Reject $H_0$, in favor of $H_1$ if $\overline{X}\gt c$, where $c$ is to be determined.

Step Three:

Find $c$.

\[\begin{align} \alpha&=P(\text{Type I Error})\\ &=P(\text{Reject $H_0$ when true})\\ &=P(\overline{X}\gt c\text{ when }\mu\le\mu_0)\\ &= \quad\color{red}? \end{align}\]

The definitions we have used for $\alpha$ and $\beta$ are for simple hypotheses only.

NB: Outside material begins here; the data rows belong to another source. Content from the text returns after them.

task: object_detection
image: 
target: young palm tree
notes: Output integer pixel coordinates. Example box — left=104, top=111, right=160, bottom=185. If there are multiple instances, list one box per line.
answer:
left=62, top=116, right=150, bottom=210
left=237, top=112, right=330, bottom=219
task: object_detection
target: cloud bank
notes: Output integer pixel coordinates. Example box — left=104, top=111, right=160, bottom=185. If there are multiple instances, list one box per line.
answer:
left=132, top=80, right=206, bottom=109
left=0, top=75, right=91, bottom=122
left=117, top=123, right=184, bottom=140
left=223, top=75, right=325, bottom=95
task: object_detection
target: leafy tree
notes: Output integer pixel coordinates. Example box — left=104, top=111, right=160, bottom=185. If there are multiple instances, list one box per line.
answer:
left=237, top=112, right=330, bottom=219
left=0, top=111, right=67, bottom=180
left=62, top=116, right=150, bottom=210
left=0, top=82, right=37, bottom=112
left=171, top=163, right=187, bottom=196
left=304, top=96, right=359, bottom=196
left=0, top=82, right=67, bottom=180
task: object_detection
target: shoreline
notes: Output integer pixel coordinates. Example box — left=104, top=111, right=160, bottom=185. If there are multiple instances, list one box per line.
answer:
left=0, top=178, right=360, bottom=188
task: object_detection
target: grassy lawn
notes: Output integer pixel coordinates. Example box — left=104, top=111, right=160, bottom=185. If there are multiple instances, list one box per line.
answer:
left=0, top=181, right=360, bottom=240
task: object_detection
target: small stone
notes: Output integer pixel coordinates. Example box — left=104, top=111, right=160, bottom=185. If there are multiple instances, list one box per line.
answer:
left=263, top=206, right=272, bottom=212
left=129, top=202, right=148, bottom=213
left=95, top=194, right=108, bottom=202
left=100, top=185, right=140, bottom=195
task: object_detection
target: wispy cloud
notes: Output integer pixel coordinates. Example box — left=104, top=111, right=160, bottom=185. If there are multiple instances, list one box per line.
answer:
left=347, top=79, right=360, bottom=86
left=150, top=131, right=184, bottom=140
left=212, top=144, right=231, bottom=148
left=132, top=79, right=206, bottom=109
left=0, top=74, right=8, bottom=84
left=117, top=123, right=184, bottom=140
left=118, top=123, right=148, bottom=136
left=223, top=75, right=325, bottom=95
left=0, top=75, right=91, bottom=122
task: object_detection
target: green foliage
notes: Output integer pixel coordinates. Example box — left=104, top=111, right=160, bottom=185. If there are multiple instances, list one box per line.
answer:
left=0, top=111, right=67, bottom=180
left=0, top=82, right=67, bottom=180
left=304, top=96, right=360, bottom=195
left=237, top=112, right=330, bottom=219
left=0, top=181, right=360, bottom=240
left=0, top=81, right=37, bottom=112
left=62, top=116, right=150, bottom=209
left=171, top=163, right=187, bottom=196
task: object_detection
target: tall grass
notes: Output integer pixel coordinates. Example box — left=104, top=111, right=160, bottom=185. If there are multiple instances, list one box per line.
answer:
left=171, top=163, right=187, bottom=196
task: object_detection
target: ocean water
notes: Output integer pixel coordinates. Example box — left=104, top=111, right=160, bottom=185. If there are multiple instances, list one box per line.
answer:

  • The level of significance or “size” of a test is denoted by $\alpha$ and is defined by
\[\begin{align} \alpha&=\text{max}P(\text{Type I Error})\\ &=\underset{\mu\in H_0}{\text{max}}P(\text{Reject $H_0$};\mu)\\ \beta&=\text{max}P(\text{Type II Error})\\ &=\underset{\mu\in H_1}{\text{max}}P(\text{Fail to Reject $H_0$};\mu) \end{align}\] Definitions
  • $1-\beta$ is known as the power of the test

    \[\begin{align} 1-\beta&=1-\underset{\mu\in H_1}{\text{max}}P(\text{Fail to Reject $H_0$};\mu)\\ &= \underset{\mu\in H_1}{\text{min}}\bigg(1 - P(\text{Fail to Reject $H_0$};\mu)\bigg)\\ &=\underset{\mu\in H_1}{\text{min}}P(\text{Reject }H_0;\mu) \end{align}\]
  • $\beta$ is the probability making a Type II error, really the maximum. This mean the null hypothesis is false and we are failing to reject it. So $1 - P(\text{Fail to reject $H_0$})$ is its compliment, and that is the probability we do reject the hypothesis. That mean we want $1-\beta$ to be large ($\beta$ was a particular error, so we certainly want that to be small). and that $1-\beta$ is called power of the test. So we can say high power is good!